India has trade and cultural relations with the Persian Gulf region since antiquity. However, there is evidence of Indian settlement in the region since the sixteenth century. Small communities of Indian traders called banyans existed in present-day Iraq, Iran, Oman, Yemen and Saudi Arabia in the seventeenth and eighteenth centuries. When the region came under British influence in the nineteenth century, Indian merchant communities flourished in a number of towns in the Gulf countries. The Indians served as bankers, importers and exporters, customs farmers, agents for local merchants, government contractors, pearl-financiers, etc.

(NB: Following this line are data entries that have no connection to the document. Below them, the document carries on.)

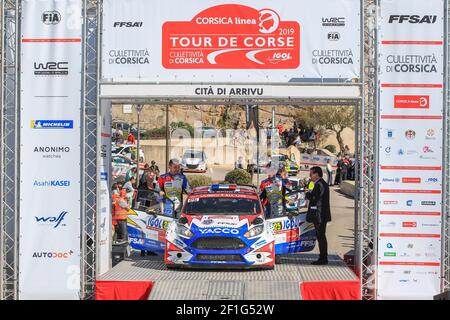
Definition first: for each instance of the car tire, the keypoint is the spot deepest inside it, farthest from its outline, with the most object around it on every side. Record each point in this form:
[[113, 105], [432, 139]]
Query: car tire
[[277, 259], [171, 267]]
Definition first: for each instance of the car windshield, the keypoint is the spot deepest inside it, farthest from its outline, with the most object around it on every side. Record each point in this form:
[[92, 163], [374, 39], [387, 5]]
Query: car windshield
[[221, 205], [294, 184], [193, 154]]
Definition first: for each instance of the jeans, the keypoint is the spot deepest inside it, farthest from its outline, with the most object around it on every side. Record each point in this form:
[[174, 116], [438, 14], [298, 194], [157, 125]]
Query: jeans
[[330, 178], [122, 230], [322, 240]]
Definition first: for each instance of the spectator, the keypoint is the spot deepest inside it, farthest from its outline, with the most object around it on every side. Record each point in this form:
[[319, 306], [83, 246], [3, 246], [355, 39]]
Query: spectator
[[131, 139], [118, 135], [280, 129], [130, 173], [239, 164], [129, 189], [319, 199], [297, 141], [121, 210], [330, 173], [344, 169]]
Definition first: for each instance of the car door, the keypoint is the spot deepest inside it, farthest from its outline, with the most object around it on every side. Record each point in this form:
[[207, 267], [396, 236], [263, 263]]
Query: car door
[[292, 233], [146, 224]]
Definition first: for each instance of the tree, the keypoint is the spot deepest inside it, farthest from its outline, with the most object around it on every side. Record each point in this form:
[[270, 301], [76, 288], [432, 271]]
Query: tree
[[329, 118]]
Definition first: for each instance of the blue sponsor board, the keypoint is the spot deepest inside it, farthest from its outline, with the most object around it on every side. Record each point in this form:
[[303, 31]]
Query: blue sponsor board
[[51, 124]]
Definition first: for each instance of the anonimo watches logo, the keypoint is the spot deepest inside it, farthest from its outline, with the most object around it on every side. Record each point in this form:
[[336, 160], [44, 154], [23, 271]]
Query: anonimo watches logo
[[51, 17]]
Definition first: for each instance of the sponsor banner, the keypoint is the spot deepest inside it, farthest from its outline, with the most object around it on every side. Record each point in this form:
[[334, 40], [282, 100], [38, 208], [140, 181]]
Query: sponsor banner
[[50, 212], [104, 214], [311, 160], [411, 60], [217, 41]]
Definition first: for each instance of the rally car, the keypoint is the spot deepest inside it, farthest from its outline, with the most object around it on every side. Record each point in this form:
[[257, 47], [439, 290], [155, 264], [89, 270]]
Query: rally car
[[296, 200], [218, 226]]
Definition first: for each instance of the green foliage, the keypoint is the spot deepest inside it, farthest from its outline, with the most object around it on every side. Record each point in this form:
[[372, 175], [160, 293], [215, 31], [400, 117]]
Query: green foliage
[[238, 176], [182, 125], [199, 181]]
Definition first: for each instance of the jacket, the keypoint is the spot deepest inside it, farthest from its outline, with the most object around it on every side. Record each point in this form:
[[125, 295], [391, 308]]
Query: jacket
[[320, 197]]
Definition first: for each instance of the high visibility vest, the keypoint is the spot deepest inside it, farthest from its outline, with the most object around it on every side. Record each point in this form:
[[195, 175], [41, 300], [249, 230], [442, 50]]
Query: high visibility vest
[[119, 212]]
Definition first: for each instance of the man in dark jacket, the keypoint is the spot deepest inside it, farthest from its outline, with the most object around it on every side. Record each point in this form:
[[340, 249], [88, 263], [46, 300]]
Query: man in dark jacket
[[319, 198]]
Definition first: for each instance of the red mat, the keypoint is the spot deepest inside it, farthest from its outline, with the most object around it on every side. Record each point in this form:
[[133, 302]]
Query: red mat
[[331, 290], [122, 290]]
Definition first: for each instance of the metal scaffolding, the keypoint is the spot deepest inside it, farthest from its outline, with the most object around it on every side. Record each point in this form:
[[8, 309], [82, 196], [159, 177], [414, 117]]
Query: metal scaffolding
[[91, 62], [446, 182], [368, 155], [9, 174], [367, 122]]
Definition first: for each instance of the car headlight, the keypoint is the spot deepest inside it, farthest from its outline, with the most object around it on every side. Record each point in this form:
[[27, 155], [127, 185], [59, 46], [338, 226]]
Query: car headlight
[[183, 231], [291, 198], [255, 231]]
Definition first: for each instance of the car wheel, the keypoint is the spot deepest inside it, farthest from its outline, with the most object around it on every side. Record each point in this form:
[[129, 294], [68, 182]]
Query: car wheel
[[171, 266], [277, 259]]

The emergence of Gulf countries as oil-producing and exporting economies and the consequent demand for labour changed the size and complexion of the Indian and other expatriate communities in the region. With the increase in oil prices in the mid-seventies, Indian began to immigrate in large numbers into the Gulf countries for a variety of jobs and this upward trend has been continuing since then. Currently there are about 6.0 million Indian expatriates in the Gulf region that constitute about one-third of the total expatriate population in the Gulf and about 10 per cent of the total GCC population. These include not only old-time trading communities but also a significant number of new Indian entrepreneurs who have taken advantage of free trade zones facilities in various Gulf countries.
The 200 year-old and 30 million strong global Indian diaspora has generated a vast amount of literature on various aspects of its existence such as migration and settlement, economic, political and socio-cultural status, and ethnic and race relations situations in the host countries. Unfortunately, there is hardly any work on the Indian diaspora in the Gulf countries, and particularly on the theme discussed in this volume.
Against this background this volume on Indian trade diaspora in the Arabian peninsula contains more than a dozen articles and/or book excerpts that have been selected for the purpose. The book covers various trading communities and their activities during the past three hundred years in the GCC countries, Iran and Yemen.